As part of SHN’s Project Triage, she has organized New York City-area law student volunteers to review records of defendants, and through SHN’s Katrina-Gideon Interview Project, she has worked to enable law students from across the country interview hundreds of inmates waiting for trial. Beets was among a group of students who received a national pro bono award for SHN’s accomplishments.
Beets has coordinated an event at the New York City Bar about legal needs of Hurricane Katrina victims, spoken at an ABA conference on racial and ethnic justice in New Orleans, and was a panelist on the ABA Criminal Justice Disaster Preparedness Conference.
She has also worked at the Public Defender Service of the District of Columbia in the Special Litigation Division, and volunteered with their reentry summit expungement project. With the La Salle Parish Legal Working Group, she provided assistance to the ACLU in their defense of the “Jena 6,” a group of black youth in Louisiana who were charged with beating a white student and whose treatment as defendants has been widely criticized as racially discriminatory.
The general public service awards were presented for work during law school, ranging from 50 to over 1,000 hours, in either paid or unpaid public service positions. The awardees were:
The Platinum Pro Bono Service Award for over 1000 hours of service: Leslie Archambeault, Mark DellAquila, Beth Baltimore, Basima Hafiz, Brian Barbour, and Dante Silveri.
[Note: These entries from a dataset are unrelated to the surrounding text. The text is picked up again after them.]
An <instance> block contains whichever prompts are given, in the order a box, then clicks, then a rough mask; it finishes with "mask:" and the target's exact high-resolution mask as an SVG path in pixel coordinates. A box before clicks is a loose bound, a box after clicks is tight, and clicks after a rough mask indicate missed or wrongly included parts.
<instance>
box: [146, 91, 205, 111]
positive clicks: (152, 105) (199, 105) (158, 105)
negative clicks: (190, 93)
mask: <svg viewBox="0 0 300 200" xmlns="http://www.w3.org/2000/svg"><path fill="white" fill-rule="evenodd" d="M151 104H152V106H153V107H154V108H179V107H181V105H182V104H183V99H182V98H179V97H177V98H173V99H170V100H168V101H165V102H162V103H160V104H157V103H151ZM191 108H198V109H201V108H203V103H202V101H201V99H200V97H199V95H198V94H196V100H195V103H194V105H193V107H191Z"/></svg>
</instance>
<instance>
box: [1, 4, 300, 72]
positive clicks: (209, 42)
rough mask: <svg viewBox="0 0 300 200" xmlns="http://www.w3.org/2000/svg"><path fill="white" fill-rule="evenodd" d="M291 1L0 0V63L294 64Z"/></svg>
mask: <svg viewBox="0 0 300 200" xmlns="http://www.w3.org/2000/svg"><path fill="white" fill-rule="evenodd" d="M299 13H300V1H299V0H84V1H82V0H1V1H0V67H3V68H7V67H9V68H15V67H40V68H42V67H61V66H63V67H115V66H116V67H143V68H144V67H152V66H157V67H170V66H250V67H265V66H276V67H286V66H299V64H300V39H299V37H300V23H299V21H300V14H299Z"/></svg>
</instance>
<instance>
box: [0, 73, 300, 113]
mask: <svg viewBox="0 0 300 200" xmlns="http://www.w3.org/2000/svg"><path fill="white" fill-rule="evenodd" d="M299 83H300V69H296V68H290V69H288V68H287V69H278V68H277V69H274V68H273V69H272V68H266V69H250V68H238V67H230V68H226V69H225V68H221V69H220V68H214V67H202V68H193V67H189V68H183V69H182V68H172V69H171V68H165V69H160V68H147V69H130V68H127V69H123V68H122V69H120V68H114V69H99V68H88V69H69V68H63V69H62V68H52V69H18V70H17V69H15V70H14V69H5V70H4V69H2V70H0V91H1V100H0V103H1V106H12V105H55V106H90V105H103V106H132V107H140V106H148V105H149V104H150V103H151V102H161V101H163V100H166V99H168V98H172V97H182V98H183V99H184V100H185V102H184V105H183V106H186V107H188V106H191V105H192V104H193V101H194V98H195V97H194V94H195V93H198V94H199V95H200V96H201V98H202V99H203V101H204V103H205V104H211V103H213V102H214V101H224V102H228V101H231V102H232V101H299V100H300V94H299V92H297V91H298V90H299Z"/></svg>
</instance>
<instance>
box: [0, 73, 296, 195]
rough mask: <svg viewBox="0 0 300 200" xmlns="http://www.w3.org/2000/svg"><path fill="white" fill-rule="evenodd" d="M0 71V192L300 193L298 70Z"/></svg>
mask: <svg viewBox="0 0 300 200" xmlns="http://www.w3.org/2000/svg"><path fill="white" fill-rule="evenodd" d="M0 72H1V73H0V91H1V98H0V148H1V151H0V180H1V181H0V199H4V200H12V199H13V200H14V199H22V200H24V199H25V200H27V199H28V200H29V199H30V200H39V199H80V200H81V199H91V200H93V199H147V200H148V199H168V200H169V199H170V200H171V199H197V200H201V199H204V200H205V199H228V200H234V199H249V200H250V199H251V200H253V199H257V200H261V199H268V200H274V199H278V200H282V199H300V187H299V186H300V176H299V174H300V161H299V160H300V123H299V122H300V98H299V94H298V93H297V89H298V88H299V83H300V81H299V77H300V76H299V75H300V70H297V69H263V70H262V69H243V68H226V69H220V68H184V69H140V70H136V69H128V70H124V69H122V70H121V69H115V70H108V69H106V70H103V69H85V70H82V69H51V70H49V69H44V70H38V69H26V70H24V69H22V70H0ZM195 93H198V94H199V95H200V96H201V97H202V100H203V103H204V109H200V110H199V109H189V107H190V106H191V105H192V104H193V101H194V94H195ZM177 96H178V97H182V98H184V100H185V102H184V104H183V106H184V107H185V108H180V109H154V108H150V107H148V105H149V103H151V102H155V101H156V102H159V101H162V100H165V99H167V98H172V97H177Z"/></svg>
The Gold Pro Bono Service Award for 500-999 hours of service: Rebecca Blumenkopf, Sara Mader, Elizabeth Broderick, William B. Mason, Ashley Caudill, Cynthia Nagendra, Edward W. De Barbieri, Olga Anna Posmyk, Deanna DeFrancesco, Allison Callan Schwartz, Joan Fern, M. Masaya Seltzer, Dana Gremaux, Stefanie Shaffer, Jessica Hand, David Sugarman, and Erica Kagan.
The Silver Pro Bono Service Award for 250-499 hours of service: Diana Abrishamian, Adrian Neil, Bradley A. Benedict, Claire Nicolay, Lenore Cutrera, Pamela Perel, Jonathan Hobfoll, Serena Richards, Margaret Hsiung, Johane Severin, Kate Kennedy, and Jean Wen.
The Pro Bono Service Award for 50-249 hours of service: Courtney Gordon-Tennant,Youjung Park, Annette Graumann, Michael Passman, Sheryl Konigsberg, Eileen Schneider, Spensyr Krebsbach, Daniel Zweben, and Gail A. Montemayor.